California Faces Decisions on Rent Control


California Faces Decisions on Rent Control

2018-10-08T10:06:45+00:00October 8th, 2018|Advocacy, Local Updates|

SAN DIEGO (CN) — California housing leaders gathered in San Diego Thursday to seek solutions for the statewide housing crisis, including the push for local and state rent control measures before the November elections.

Housing affordability advocates this summer securedthe signatures needed to place Proposition 10, the Affordable Housing Act, on the statewide ballot. If approved by majority vote, the Affordable Housing Act would repeal the Costa-Hawkins Rental Housing Act, which limits California cities and other jurisdictions’ power to impose rent control.

The ballot measure followed a failed bill to repeal Costa-Hawkins this year, written by Assemblyman Richard Bloom, D-Santa Monica. That bill died in the Assembly Housing Committee.

On Thursday, Goldfarb & Lipman attorney Eric Phillips told the annual San Diego Housing Federation conference that while local jurisdictions have authorization to limit rent increases through rent stabilization policies, they cannot limit base rents that landlords set for new tenants.

That limitation could change, should the Affordable Housing Act pass.

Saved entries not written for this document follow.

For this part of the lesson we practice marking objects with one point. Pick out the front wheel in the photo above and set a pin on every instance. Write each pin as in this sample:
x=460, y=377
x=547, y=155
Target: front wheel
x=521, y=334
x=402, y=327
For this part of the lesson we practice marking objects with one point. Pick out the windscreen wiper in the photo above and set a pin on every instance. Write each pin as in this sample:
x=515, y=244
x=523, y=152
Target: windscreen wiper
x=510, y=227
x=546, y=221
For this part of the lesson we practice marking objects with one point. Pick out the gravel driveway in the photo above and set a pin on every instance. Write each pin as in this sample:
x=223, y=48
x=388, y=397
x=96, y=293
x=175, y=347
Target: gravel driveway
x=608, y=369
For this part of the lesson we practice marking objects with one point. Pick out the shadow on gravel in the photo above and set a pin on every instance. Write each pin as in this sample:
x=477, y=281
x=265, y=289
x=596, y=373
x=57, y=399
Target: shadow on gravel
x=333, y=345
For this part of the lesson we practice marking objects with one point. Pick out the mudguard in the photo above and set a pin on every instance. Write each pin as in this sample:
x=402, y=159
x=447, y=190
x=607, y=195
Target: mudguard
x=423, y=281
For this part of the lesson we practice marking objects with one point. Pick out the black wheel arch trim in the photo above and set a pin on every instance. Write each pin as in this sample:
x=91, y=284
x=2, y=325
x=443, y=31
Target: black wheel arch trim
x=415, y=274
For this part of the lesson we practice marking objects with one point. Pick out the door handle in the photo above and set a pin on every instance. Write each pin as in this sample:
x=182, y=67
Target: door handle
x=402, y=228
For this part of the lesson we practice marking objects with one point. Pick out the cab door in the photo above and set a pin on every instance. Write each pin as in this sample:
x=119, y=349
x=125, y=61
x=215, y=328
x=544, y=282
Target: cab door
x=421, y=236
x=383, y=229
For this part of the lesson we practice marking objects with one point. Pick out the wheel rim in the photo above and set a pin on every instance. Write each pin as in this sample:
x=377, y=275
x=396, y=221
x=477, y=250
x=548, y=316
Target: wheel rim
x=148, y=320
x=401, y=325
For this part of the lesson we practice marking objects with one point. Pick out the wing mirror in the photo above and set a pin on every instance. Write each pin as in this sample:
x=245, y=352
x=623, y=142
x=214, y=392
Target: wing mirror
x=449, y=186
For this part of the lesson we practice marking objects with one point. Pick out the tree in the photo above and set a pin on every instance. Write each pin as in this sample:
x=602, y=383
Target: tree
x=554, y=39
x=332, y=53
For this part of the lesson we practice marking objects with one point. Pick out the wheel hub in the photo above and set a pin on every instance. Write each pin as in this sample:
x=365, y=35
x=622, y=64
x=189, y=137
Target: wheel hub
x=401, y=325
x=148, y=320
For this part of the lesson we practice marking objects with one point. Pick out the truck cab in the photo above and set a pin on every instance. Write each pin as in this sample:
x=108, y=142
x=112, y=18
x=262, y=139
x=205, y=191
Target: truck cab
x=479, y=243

Some California cities, including Mountain View in the Bay Area and Los Angeles, already have rent control policies: Both have an 8 percent ceiling by which landlords can raise rent each year.

David Garcia, policy director of the UC Berkeley Terner Center for Housing Innovation, said that while the debate on rent control is “very polarized and pegged as a choice between two extremes,” some evidence shows “hard” or strict rent control in places such as New York City or postwar European cities “very clearly” shows such programs had an impact on housing supply.

In California, pre-Costa-Hawkins cities that have rent control measures in place have also seen less construction of new homes, Garcia said.

Critics of rent control claim the policies stunt housing development and disincentivize landlords from keeping their properties on the rental market, prompting them to sell, further squeezing a tight rental market.

Garcia said he’s talked with developers who have put housing projects on hold while waiting to see the fate of the Affordable Housing Act. He called the rent control debate a “false choice,” saying polices can be created that offer greater tenant protections while also increasing the housing supply.

He added said that certain types of rent increases “clearly designed to evict tenants” should be outlawed, and said there is “broad consensus” there should be a statewide anti-gouging cap on rent increases.

“The vast majority of property owners are not raising the rent 10 percent every year. As business owners, they want stabilization, they don’t want turnover. If you see rent increases of 10 percent, it’s to get someone out,” Garcia said.

Phillips reiterated that when renters are effectively evicted due to rent increases they can’t afford, they could in effect “be evicted from an entire region, because you can’t find affordable replacement housing.”

Cities statewide already are considering whether they want rent control, and how it would look should the Affordable Housing Act pass, Garcia said.

Berkeley, which has pre-Costa-Hawkins rent control in place, has a companion ballot to extend rent control to single-family homes, which Costa-Hawkins outlaws.

Garcia said big cities such as Los Angeles and San Francisco will have to decide if they want to expand rent controls in the absence of Costa-Hawkins.

“Solutions to the housing crisis include building more units altogether,” Garcia said, suggesting that the supply of deed-restricted affordable housing also needs to be increased.